対テロ戦争の一環として、米国時間の8月17日(日曜日)の午後7時から、テロを想定したFBI主導の演習が行われると15日に突然発表があった。不可思議なのは、その場所である。インディアナ州グリーンウッドのグリーンウッド・パーク・モールで、”INDYMALLEX”と称したテロ対策演習を行うのだ。
アルカイーダのウサマ・ビン・ラディンが2011年に死亡してから、新たなテロ組織ISISの脅威が出現した。アルカイーダはアフガンの対ソ連戦争で、ISISは、シリアのアサド政権を転覆する目的でアメリカが支援してきたテロ組織である。イラク北部とシリア北部を制圧、勢力を拡大しているなか、アメリカ本国でのテロ攻撃も示唆していると米国政府は警告する。

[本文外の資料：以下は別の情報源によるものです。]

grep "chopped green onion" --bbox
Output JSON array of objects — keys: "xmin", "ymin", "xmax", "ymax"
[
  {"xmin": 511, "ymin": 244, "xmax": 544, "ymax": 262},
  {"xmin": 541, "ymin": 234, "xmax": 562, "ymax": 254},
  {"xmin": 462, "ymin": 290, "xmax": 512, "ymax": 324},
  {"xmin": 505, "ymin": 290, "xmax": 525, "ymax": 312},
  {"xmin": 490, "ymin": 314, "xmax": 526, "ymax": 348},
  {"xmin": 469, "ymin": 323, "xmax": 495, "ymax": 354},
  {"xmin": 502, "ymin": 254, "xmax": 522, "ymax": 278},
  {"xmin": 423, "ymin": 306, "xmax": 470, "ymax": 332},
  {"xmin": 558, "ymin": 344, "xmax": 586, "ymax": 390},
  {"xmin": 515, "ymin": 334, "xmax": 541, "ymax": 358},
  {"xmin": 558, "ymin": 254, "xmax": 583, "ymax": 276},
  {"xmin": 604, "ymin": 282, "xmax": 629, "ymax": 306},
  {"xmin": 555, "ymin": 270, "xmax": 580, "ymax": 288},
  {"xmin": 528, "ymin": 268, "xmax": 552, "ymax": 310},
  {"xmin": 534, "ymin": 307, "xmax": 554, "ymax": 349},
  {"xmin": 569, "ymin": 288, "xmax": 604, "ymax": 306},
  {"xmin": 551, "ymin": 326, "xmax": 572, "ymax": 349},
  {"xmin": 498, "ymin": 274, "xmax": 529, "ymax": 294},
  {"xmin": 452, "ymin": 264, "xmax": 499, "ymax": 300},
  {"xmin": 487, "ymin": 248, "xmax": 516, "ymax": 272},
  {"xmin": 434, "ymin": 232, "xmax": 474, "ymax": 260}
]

だが、アメリカ国民は911事件以降から続いているテロの脅威に対して、精神的な疲れとアメリカ政府がテロ組織を国益のために支援してきたことが明らかになるにつれて、対テロ戦争に対する認識が変わりつつある。最近の世論調査(ギャラップ)によると、オバマ政権の支持率は過去最低の39%で、議会は歴史上最低の7%と国民の信頼を完全に失っている。
合同演習の参加組織
今回の合同演習は、以下の政府機関が参加、500人規模の演習が予定されている。
FBI
SWAT
インデイアナ州消防隊、インデイアナポリス消防隊
モール所有企業のサイモン・プロパティ・グループ
インディアナ州立警察
インディアナポリス国土安全保障
インディアナポリス警視庁
グリンウード警察
インディアナポリス緊急医療隊
ジョンソン群保安官事務所
医師会病院緊急ヘリ部隊
なぜショッピングモールなのか
今回の合同演習があるショッピング・モールの所有と運営会社はサイモン・プロパティ・グループで、米国最大の商業不動産会社である。日本にも、9つのプレミアム・アウトレットを三菱地所との合弁で所有、運営している。なぜ、これほどの規模の演習を行う必要があるのかが疑問であるが、テロ集団が次のターゲットとして、警備も少なく人間の密集度の大きいショッピングモールを選んだのではないか。
一年前の9月21日、ケニア首都ナイロビアにある高級ショッピング・モール、ウェストゲートがソマリアのイスラム過激派「アルシャバブ」の武装集団により襲撃された事件を思い出す。犯人たちは人質をとって立てこもり、犯行理由について、「アメリカ人とユダヤ人の店だから」と声明をだした。
死者72人と200人以上の負復者をだした、ウェストゲート・モールはイスラエル系の会社で、運営、モール警備を管理していた会社もイスラエル系であった。ちなみに全米最大級のショッピングモールのモール・オブ・アメリカの所有、運営している会社もユダヤ系である。
次のテロはどこで
今回の演習をきっかけに、全米のモールでも演習が実施される予定がある。テロ対応策を行っても、テロは防げない。ショッピングモールは買い物に夢中になり、油断しがちな場所であるが、人間が密集する場所は他にも空港、駅、スタジアムなどきりがない。テロの根源を除かない限り、テロはつづくのではないか。米国が援助して育ったテロ組織が手に入れた武器で、いずれは牙をむくことになるからだ。